Women of the Word: How to Study the Bible with Both Our Hearts and Our Minds
Jen Wilkin
Women of the Word: How to Study the Bible with Both Our Hearts and Our Minds
Jen Wilkin
But is Wilkin overstating a crisis of biblical illiteracy? If the current statistics found in the American Bible Society’s “State of the Bible Report” are any indication, then the answer is a resounding no. Only 37 percent of adults reported reading their Bible at least once a week apart from Sunday services. Among other things, this dismal stat reveals that we’ve developed several unhelpful habits that keep us from biblical nourishment. Wilkin has identified and creatively labeled some of these as the “Xanex,” “Pinball,” and “Personal Shopper” approaches. While humorous, each habit seems far too familiar to my own journey with biblical study.
The bulk of the book outlines a structure for meaningful discipleship. What are your plans for personal and corporate discipleship? Are they haphazard, or is there purpose, perspective, patience, process, and prayer involved? This portion hit me like a dietary consultation with a nutritionist. I felt as though Wilkin had interviewed me about my eating patterns and had taken a thorough look into my pantry to diagnose my ongoing spiritual hunger issues.
Vitally Important
Martin Luther once remarked that out of sound doctrine flows sound living. I believe all women are products of their theology. We will either have a limited view of God and life, a fragmented view of God and life, or a biblically robust and integrated view of God and life. Wilkin’s emphasis on understanding and applying the biblical metanarrative to our entire spiritual intake is vitally important. It’s the call to move outward and upward over the gravitational pull of our hearts to move inward and downward. She also appeals for the dedicated work of unearthing hidden treasures found in Scripture. My husband and I spent many years ministering on the Treasure Coast of Florida, aptly named because of the large number of ships that had wrecked along the rugged rocks hidden beneath the waterline.
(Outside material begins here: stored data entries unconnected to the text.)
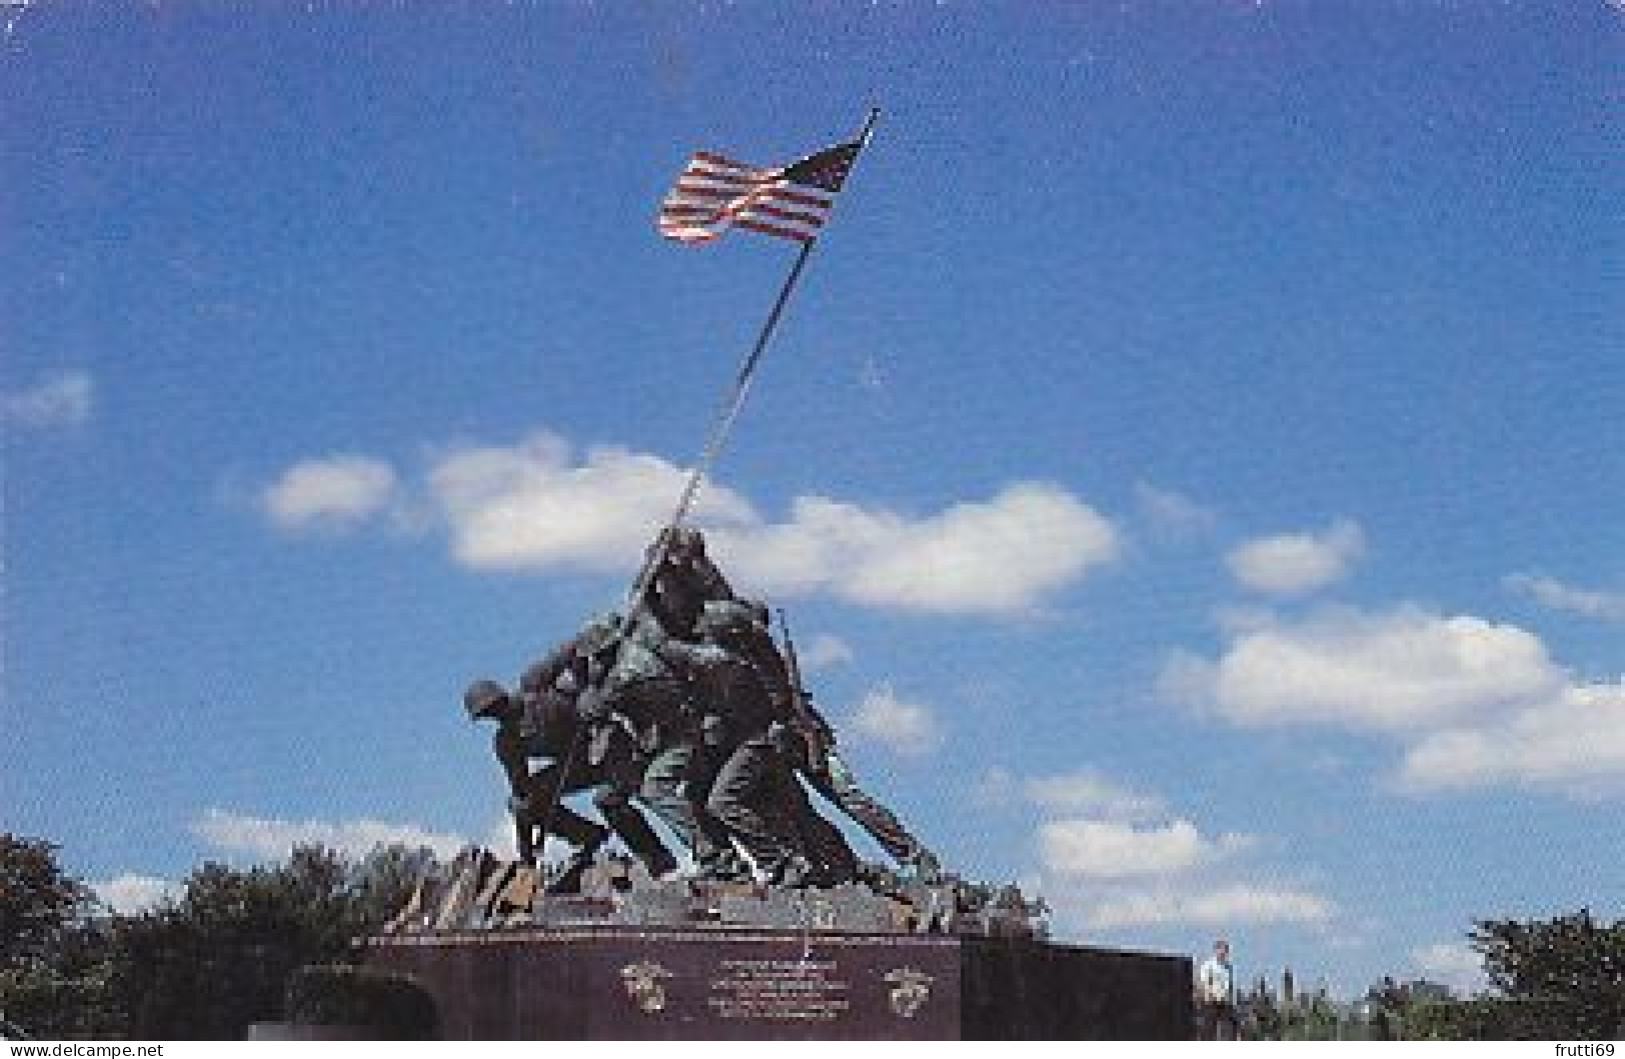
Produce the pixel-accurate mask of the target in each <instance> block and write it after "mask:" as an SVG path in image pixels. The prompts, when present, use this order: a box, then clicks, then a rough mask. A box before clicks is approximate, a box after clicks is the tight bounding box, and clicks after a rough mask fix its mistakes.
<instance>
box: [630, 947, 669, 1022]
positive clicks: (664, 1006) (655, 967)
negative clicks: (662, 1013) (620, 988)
mask: <svg viewBox="0 0 1625 1059" xmlns="http://www.w3.org/2000/svg"><path fill="white" fill-rule="evenodd" d="M663 978H671V971H668V970H666V968H663V966H660V965H658V963H652V962H648V960H642V962H639V963H627V965H626V966H622V968H621V984H622V986H626V996H627V997H629V999H630V1001H632V1002H634V1004H637V1010H640V1012H643V1014H645V1015H653V1014H655V1012H661V1010H665V1009H666V986H665V983H663V981H661V979H663Z"/></svg>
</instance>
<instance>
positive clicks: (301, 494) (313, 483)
mask: <svg viewBox="0 0 1625 1059" xmlns="http://www.w3.org/2000/svg"><path fill="white" fill-rule="evenodd" d="M398 489H400V486H398V482H397V478H395V471H393V469H392V468H390V465H387V463H382V461H379V460H371V458H367V456H330V458H327V460H309V461H306V463H299V465H296V466H293V468H289V469H288V471H286V473H284V474H283V476H281V478H280V479H276V482H273V484H271V486H268V487H267V489H265V491H263V494H262V495H260V504H262V507H263V508H265V512H267V513H268V515H270V517H271V520H273V521H276V523H278V525H280V526H284V528H289V530H293V528H302V526H323V528H341V526H351V525H356V523H361V521H366V520H367V518H371V517H374V515H377V513H380V512H384V510H388V508H390V507H392V505H393V504H397V500H398Z"/></svg>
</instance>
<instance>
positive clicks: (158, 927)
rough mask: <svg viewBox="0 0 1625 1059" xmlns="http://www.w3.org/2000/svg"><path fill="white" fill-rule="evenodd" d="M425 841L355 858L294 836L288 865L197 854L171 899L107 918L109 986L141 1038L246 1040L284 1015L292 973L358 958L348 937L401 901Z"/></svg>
mask: <svg viewBox="0 0 1625 1059" xmlns="http://www.w3.org/2000/svg"><path fill="white" fill-rule="evenodd" d="M429 864H432V854H429V853H427V851H414V849H405V848H400V846H390V848H379V849H374V853H372V854H369V856H367V858H366V859H364V861H362V862H359V864H354V862H349V861H346V859H345V858H343V856H340V854H338V853H335V851H332V849H327V848H323V846H296V848H294V849H293V854H291V856H289V859H288V862H286V864H276V866H258V867H250V869H245V871H244V869H232V867H228V866H224V864H215V862H210V864H203V866H202V867H198V869H197V871H195V872H192V875H190V877H189V879H187V884H185V893H184V897H182V898H180V900H179V901H176V903H174V905H172V906H167V908H159V910H154V911H150V913H143V914H138V916H120V918H117V919H115V921H114V924H112V950H114V965H115V973H114V975H112V978H111V981H109V989H111V991H112V992H114V994H115V997H117V1007H119V1009H120V1010H124V1012H127V1015H128V1031H130V1033H132V1035H135V1036H141V1038H169V1040H242V1036H244V1033H245V1031H247V1027H249V1023H254V1022H275V1020H280V1018H281V1017H283V1001H284V992H286V986H288V979H289V975H293V973H294V971H296V970H297V968H301V966H306V965H307V963H346V962H353V960H354V958H356V955H358V953H356V952H354V949H353V940H354V939H356V937H358V936H362V934H367V932H371V931H374V929H377V927H379V926H382V924H384V921H385V919H387V918H388V916H392V914H393V913H395V911H398V908H400V905H401V903H405V900H406V895H408V893H410V887H411V885H413V882H414V880H416V874H414V872H418V871H421V869H423V867H426V866H429Z"/></svg>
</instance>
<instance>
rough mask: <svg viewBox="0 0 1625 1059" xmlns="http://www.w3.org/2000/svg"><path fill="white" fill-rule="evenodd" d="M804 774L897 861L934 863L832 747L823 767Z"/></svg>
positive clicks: (915, 839)
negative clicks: (854, 820) (860, 781)
mask: <svg viewBox="0 0 1625 1059" xmlns="http://www.w3.org/2000/svg"><path fill="white" fill-rule="evenodd" d="M806 776H808V781H809V783H811V785H812V789H816V791H817V793H819V794H822V796H824V797H827V799H830V801H832V802H835V804H837V806H840V809H842V812H845V814H847V815H848V817H851V819H853V820H855V822H856V823H858V825H860V827H861V828H863V830H866V832H868V833H869V835H873V836H874V841H877V843H879V845H881V848H882V849H886V853H887V854H889V856H890V858H892V859H895V861H897V862H899V864H916V862H920V861H923V859H929V864H931V866H934V861H936V859H934V858H933V856H931V853H929V851H928V849H926V848H925V845H923V843H920V840H918V838H915V836H913V835H910V833H908V828H907V827H903V822H902V820H899V819H897V815H895V814H894V812H892V810H890V809H887V807H886V806H882V804H881V802H877V801H876V799H874V797H871V796H869V794H868V793H866V791H864V789H863V788H860V786H858V780H856V776H853V775H851V770H850V768H847V763H845V762H843V760H840V755H838V754H835V750H834V749H832V750H830V752H829V754H827V757H825V763H824V768H816V770H811V772H808V773H806Z"/></svg>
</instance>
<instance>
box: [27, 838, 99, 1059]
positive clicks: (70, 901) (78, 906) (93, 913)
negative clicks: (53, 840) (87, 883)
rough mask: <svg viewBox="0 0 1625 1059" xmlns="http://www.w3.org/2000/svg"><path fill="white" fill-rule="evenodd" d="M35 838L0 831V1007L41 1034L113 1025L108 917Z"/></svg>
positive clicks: (53, 849) (90, 892)
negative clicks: (106, 993)
mask: <svg viewBox="0 0 1625 1059" xmlns="http://www.w3.org/2000/svg"><path fill="white" fill-rule="evenodd" d="M94 911H96V901H94V898H93V895H91V892H89V888H88V887H85V884H81V882H80V880H78V879H73V877H72V875H68V872H65V871H63V869H62V866H60V864H58V862H57V846H55V845H52V843H49V841H45V840H41V838H23V836H18V835H10V833H6V835H0V1012H3V1014H5V1015H6V1018H10V1020H13V1022H16V1023H20V1025H21V1027H24V1028H26V1030H28V1031H31V1033H34V1035H39V1036H70V1035H91V1033H106V1031H115V1030H117V1028H119V1014H117V1012H115V1010H109V1009H107V1005H106V1004H104V1002H102V1001H104V992H106V991H104V983H106V979H107V975H109V962H107V934H106V923H104V921H102V919H99V918H96V916H94Z"/></svg>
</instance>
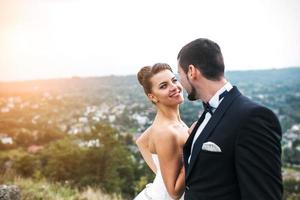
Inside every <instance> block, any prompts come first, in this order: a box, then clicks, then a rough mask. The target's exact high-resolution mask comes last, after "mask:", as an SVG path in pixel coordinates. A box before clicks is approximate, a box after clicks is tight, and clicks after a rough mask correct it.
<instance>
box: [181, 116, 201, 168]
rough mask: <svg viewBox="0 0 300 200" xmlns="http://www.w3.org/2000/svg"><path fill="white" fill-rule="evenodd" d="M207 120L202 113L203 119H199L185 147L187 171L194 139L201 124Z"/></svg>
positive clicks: (184, 153)
mask: <svg viewBox="0 0 300 200" xmlns="http://www.w3.org/2000/svg"><path fill="white" fill-rule="evenodd" d="M204 118H205V114H204V113H202V115H201V117H200V118H199V119H198V121H197V123H196V125H195V127H194V128H193V130H192V132H191V134H190V136H189V137H188V139H187V141H186V143H185V144H184V146H183V154H184V156H183V157H184V166H185V169H187V168H188V165H189V164H188V159H189V156H190V154H191V146H192V143H193V139H194V136H195V134H196V132H197V130H198V128H199V126H200V125H201V123H202V122H203V120H204Z"/></svg>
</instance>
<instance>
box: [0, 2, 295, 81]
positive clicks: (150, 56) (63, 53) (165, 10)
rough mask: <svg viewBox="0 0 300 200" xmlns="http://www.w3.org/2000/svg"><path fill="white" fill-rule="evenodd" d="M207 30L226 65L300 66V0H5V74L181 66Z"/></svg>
mask: <svg viewBox="0 0 300 200" xmlns="http://www.w3.org/2000/svg"><path fill="white" fill-rule="evenodd" d="M200 37H202V38H209V39H211V40H213V41H215V42H217V43H218V44H219V46H220V47H221V50H222V53H223V57H224V61H225V67H226V70H249V69H269V68H284V67H291V66H300V1H299V0H243V1H241V0H226V1H225V0H207V1H203V0H195V1H192V0H185V1H177V0H151V1H146V0H126V1H124V0H109V1H101V0H0V81H12V80H32V79H49V78H67V77H72V76H80V77H89V76H106V75H128V74H136V73H137V72H138V70H139V69H140V68H141V67H143V66H146V65H153V64H154V63H157V62H165V63H168V64H170V65H171V66H172V68H173V69H174V70H175V71H177V60H176V58H177V54H178V52H179V50H180V49H181V48H182V47H183V46H184V45H185V44H187V43H188V42H190V41H192V40H194V39H197V38H200Z"/></svg>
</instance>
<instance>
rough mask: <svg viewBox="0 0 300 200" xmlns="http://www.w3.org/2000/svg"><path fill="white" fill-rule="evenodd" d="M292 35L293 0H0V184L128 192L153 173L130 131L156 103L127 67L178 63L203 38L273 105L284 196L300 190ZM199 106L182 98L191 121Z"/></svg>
mask: <svg viewBox="0 0 300 200" xmlns="http://www.w3.org/2000/svg"><path fill="white" fill-rule="evenodd" d="M299 36H300V1H299V0H285V1H283V0H246V1H239V0H226V1H222V0H210V1H205V0H187V1H177V0H164V1H160V0H152V1H146V0H130V1H121V0H110V1H98V0H39V1H37V0H0V185H2V184H6V185H17V186H18V187H19V188H20V189H21V195H22V199H25V200H40V199H43V200H60V199H61V200H65V199H66V200H98V199H100V200H115V199H117V200H128V199H132V198H133V197H134V196H135V195H136V194H137V193H138V192H139V191H140V190H141V189H142V188H144V187H145V184H147V183H149V182H151V181H152V178H153V174H152V173H151V172H150V170H149V169H148V167H147V166H146V165H145V163H144V162H143V160H142V158H141V155H140V153H139V152H138V149H137V146H136V145H135V139H136V138H137V137H138V136H139V134H141V133H142V132H143V130H145V128H147V127H148V126H149V125H150V124H151V122H152V120H153V117H154V114H155V110H154V107H153V105H151V103H149V102H148V101H147V99H146V97H145V95H144V92H143V90H142V88H141V86H140V85H139V84H138V82H137V80H136V76H135V74H136V73H137V72H138V70H139V69H140V68H141V67H143V66H145V65H153V64H154V63H157V62H164V63H168V64H169V65H170V66H171V67H172V68H173V70H174V72H175V73H176V71H177V70H176V66H177V60H176V58H177V54H178V52H179V50H180V49H181V48H182V47H183V46H184V45H185V44H187V43H188V42H190V41H192V40H195V39H197V38H200V37H201V38H209V39H211V40H213V41H215V42H217V43H218V44H219V46H220V47H221V50H222V53H223V56H224V61H225V66H226V70H227V72H226V77H227V78H228V80H229V81H230V82H231V83H232V84H233V85H237V86H238V88H239V89H240V90H241V92H242V93H243V94H245V95H246V96H248V97H250V98H251V99H253V100H254V101H257V102H258V103H261V104H263V105H265V106H267V107H269V108H270V109H272V110H273V111H274V113H275V114H276V115H277V116H278V118H279V120H280V123H281V125H282V130H283V138H282V162H283V169H282V174H283V177H284V190H285V193H284V195H285V196H284V200H296V199H300V168H299V167H300V89H299V88H300V56H299V55H300V54H299V53H300V37H299ZM185 96H186V94H185ZM201 112H202V105H201V102H189V101H188V100H186V101H185V102H184V103H183V104H182V106H181V116H182V119H183V120H184V121H185V122H186V124H187V125H189V126H190V125H191V124H192V122H193V121H195V120H196V119H197V118H198V116H199V114H200V113H201ZM233 123H234V122H233ZM0 198H1V197H0Z"/></svg>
Through her approach toward biblical literacy, Wilkin encourages us to dive beneath the surface, forsaking a superficial method in the hopes of finding biblical treasures of ultimate worth. We begin this exploration through asking three critical questions: who wrote this Scripture, who was the original audience, and why was it written?
I found Women of the Word to be a valuable personal diagnostic tool to measure spiritual vitality. It would also work well as a rubric by which a church’s women’s ministry could evaluate the health of its overall discipleship plan. As I neared the end of the book my mind raced to this question: what’s the overflow of a casual consumer approach to Scripture versus a zealous and intentional one? I was struck by the profound implications of both. What would be the eternal effect on a life, a family, a home, a marriage, a church, and a neighborhood if women chose to become women of the Word?
After Jesus had fed the mighty crowd and those who were looking for temporal nourishment began to fall away, the disciples were left with the ultimate question found in the pages Wilkin’s book: where will we go to look for spiritual food, to locate the words of life? May our response be as Peter’s: “Lord, to whom shall we go? You have the words of eternal life” (John 6:68).